Samstag, 17. Juni 2006

Zur Debatte um einen WM-Besuch Ahmadinedschads

Ein Text von mir, zwar bereits ein paar Tage alt, aber dennoch passend:

Vor 29 Jahren besuchte Schah Reza Pahlewi Deutschland. Zwar nicht die WM, sondern die Staatsoper, aber das waren ja auch andere Zeiten. Das gilt ganz besonders für die Umstände seines Besuchs: obwohl Persien (wie der Iran damals noch hieß) massive atomare Aufrüstung betrieb und Menschenrechtsverletzungen in diesem Staat an der Tagesordnung waren, wurde er mit allen Ehren empfangen und als Staatsoberhaupt von einem massiven Polizeiaufgebot beschützt.
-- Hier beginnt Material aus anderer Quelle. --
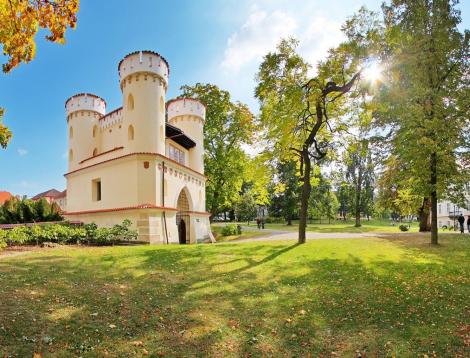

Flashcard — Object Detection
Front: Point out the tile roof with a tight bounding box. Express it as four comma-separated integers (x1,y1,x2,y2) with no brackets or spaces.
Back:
0,191,13,205
31,189,62,200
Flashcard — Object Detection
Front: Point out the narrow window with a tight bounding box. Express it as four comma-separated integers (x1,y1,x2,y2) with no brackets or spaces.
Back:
127,94,134,111
168,144,185,165
160,96,165,113
127,125,134,140
91,179,101,201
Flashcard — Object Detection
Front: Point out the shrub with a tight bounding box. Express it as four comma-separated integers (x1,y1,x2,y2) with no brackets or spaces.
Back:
264,216,286,224
0,220,137,247
0,229,7,250
81,219,137,245
398,224,410,231
222,224,241,236
7,226,31,246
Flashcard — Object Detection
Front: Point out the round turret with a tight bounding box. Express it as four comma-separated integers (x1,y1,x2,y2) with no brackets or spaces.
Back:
166,98,206,122
65,93,106,118
118,51,169,155
118,51,170,88
166,98,206,173
65,93,106,171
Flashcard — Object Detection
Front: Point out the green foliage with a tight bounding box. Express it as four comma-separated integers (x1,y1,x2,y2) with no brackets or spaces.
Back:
0,229,7,250
180,83,255,215
375,0,470,243
222,224,241,236
235,190,257,221
0,108,12,149
0,197,63,224
0,220,137,245
308,167,339,220
269,160,300,223
398,224,410,231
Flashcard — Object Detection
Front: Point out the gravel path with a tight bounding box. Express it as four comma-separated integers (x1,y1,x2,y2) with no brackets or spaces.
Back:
230,227,416,242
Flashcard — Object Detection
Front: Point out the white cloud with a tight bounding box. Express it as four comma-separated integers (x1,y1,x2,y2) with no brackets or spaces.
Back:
17,148,28,157
221,7,297,72
298,16,346,71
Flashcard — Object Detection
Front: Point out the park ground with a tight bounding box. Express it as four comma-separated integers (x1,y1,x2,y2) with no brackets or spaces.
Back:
0,234,470,357
212,220,419,242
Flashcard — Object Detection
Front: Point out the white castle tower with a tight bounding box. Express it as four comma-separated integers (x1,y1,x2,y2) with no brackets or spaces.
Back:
65,51,213,243
118,51,170,155
65,93,106,171
167,98,206,174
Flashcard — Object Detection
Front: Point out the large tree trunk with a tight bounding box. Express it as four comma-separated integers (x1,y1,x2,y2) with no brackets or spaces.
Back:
299,148,312,244
354,166,362,227
431,153,438,245
418,198,431,232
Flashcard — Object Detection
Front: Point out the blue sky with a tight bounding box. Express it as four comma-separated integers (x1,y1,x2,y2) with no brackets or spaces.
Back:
0,0,470,196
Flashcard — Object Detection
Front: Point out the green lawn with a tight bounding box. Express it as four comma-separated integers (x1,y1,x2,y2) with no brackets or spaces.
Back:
0,235,470,357
235,220,419,233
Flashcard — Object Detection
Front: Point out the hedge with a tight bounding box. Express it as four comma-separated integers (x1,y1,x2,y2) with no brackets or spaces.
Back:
0,220,137,248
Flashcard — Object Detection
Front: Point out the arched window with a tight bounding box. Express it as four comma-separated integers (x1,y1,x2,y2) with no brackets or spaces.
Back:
160,96,165,113
127,93,134,111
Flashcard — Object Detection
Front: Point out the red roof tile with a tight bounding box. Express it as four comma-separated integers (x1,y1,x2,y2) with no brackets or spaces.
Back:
31,189,62,200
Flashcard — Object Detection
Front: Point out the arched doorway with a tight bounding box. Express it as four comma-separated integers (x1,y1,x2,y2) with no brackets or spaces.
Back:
176,189,190,244
178,217,186,244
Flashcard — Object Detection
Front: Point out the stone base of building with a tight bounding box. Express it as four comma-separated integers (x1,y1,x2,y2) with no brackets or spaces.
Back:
64,208,215,244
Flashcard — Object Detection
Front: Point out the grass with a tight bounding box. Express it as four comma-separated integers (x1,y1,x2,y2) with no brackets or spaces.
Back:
0,235,470,357
232,220,419,233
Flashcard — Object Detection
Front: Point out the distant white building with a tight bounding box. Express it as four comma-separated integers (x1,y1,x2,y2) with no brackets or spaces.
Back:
437,193,470,228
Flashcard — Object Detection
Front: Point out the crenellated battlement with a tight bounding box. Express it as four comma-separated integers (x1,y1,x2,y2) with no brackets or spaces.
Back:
166,98,206,122
65,93,106,118
100,107,122,129
118,51,170,88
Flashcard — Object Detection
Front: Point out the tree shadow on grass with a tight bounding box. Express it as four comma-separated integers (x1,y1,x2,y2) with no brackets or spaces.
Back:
0,239,470,357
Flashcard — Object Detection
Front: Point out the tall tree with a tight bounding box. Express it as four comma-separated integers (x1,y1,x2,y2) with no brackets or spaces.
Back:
379,0,470,244
0,0,79,148
272,161,299,225
255,39,359,243
180,83,256,218
343,138,375,227
0,108,11,149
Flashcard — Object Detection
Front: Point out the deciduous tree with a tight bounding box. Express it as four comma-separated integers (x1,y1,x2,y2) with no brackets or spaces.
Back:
378,0,470,244
255,39,359,243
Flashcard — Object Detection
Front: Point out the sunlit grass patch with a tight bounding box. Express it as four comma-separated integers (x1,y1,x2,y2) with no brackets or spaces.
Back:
0,234,470,357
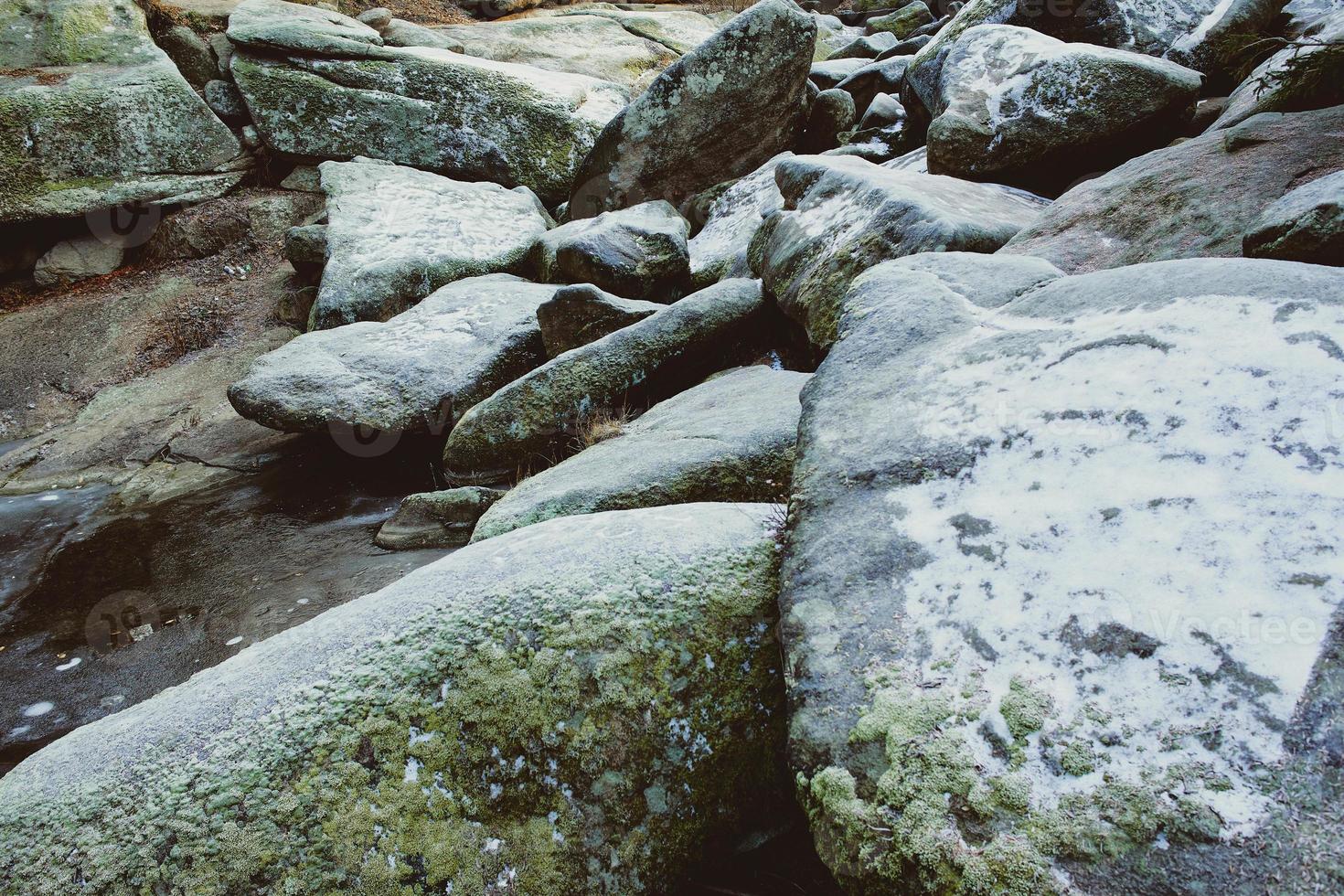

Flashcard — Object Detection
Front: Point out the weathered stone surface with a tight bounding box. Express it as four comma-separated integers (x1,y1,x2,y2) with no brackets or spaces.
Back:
570,0,817,219
781,253,1344,896
443,280,767,484
752,155,1046,349
1003,108,1344,272
929,26,1203,195
312,158,552,329
472,366,809,541
1242,171,1344,264
229,0,629,200
0,504,784,896
374,485,504,550
691,153,789,289
229,274,555,434
532,198,691,304
537,283,664,357
0,0,246,223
Klar, er war auch ein Freund der USA, die die atomare Aufrüstung selbst betrieben und die Menschenrechtsverletzungen deckten.
Das einzige moralische Gewissen der Nation waren in diesen Stunden die Studenten, die gegen ihn protestierten. Staatlich bezahlte Gegendemonstranten wandten dabei, ungehindert von der tatenlos zusehenden Poliezi Gewalt an und zogen nach rund 20 Minuten ab. Danach setzte die Polizei die Gewalt fort und prügelte wahllos auf die Demonstranten ein. Die fliehenden Studenten wurden sogar in die Seitengassen verfolgt, wo Benno Ohnesorg von hinten in den Kopf geschossen wurde und etwa eine Stunde später starb.
Die Schlagzeile der BILD, über dem Foto eines blutenden Polizisten (!):

Zitat:Hier hören der Spaß und der Kompromiss und die demokratische Toleranz auf. Wir haben etwas gegen SA-Methoden.

Am nächsten Tag hieß es:

Zitat:Die Polizei trägt keine Schuld an den Zusammenstößen, die eindeutig von unseren Krawallradikalen provoziert wurden. Die Polizei tat ihre schwere Pflicht. Benno Ohnesorg ist nicht der Märtyrer der FU-Chinesen, sondern ihr Opfer...Helft der Polizei, die Störer zu finden und auszuschalten.

Szenenwechsel.
Der iranische Vizepräsident Mohammed Aliabadi ist in Deutschland angekommen. Man meidet ihn wie einen Aussätzigen und verweigert ihm trotz der aufhetzenden, von den Medien tatkräftig angefeurten Propagandawelle gegen den Iran Polizeiunterstützung. Er muss sich mit seinen eigenen Leibwächtern begnügen. Das Spiel Iran-Mexiko am Samstag, das er besichtigen will, hat zahlreiche Demonstrationen angekündigt bekommen. Andere Demonstration (wie beispielsweise gegen den Raubbau der sozialen Einrichtungen) während der WM werden wegen Polizeiüberlastung nicht zugelassen. CSU-Minister Beckstein hat angekündigt, in der Demonstration mitlaufen zu wollen.
Immer wieder beeindruckend, wie widerwärtig wir Deutschen sind. Aber macht nichts, Mohammed Aliabadi kann es auf jedem Schild lesen: er ist zu Gast bei Freunden.